Le Vendredi saint, nous ferons mémoire de la passion et de la mort du Seigneur; nous adorerons le Christ crucifié, nous participerons à ses souffrances, avec la pénitence et le jeûne. En tournant «le regard vers celui qu'ils ont transpercé» (cf. Jn 19, 37), nous pourrons puiser à son coeur déchiré d'où jaillit le sang et l'eau comme d'une source; de ce cœur d'où jaillit l'amour de Dieu pour tout homme, nous recevons son Esprit. Accompagnons donc nous aussi, en ce Vendredi saint, Jésus qui monte au Calvaire, laissons-nous guider par Lui jusqu'à la croix, recevons l’offrande de son corps immolé. Enfin, dans la nuit du Samedi saint, nous célébrerons la Veillée pascale solennelle, au cours de laquelle nous est annoncée la résurrection du Christ, sa victoire définitive sur la mort qui nous interpelle à être en Lui des hommes nouveaux. En participant à cette sainte Veillée, la Nuit centrale de toute l'Année liturgique, nous ferons mémoire de notre Baptême, dans lequel nous aussi avons été ensevelis avec le Christ, pour pouvoir avec lui connaître la résurrection et participer au banquet du ciel (cf. Ap 19, 7-9).

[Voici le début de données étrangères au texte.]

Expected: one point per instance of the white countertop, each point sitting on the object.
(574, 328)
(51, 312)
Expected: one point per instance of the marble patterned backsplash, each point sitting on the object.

Chers amis, nous avons cherché à comprendre l'état d'âme avec lequel Jésus a vécu le moment de l'épreuve extrême, pour saisir ce qui orientait son action. Le critère qui a guidé chaque choix de Jésus durant tout sa vie a été la ferme volonté d'aimer le Père, d'être un avec le Père, et de lui être fidèle; cette décision de répondre à son amour l'a conduit à embrasser, en chaque circonstance, le projet du Père, à faire sien le dessein d'amour qui lui est confié et récapituler toute chose en Lui, pour ramener toute chose en Lui. En revivant le saint Triduum, disposons-nous à accueillir nous aussi dans notre vie la volonté de Dieu, conscients que dans la volonté de Dieu, même si elle semble dure, en opposition avec nos intentions, se trouve notre vrai bien, le chemin de la vie. Que la Vierge Mère nous guide sur cet itinéraire, et nous obtienne de son Fils divin la grâce de pouvoir consacrer notre vie par amour de Jésus, au service de nos frères. Merci.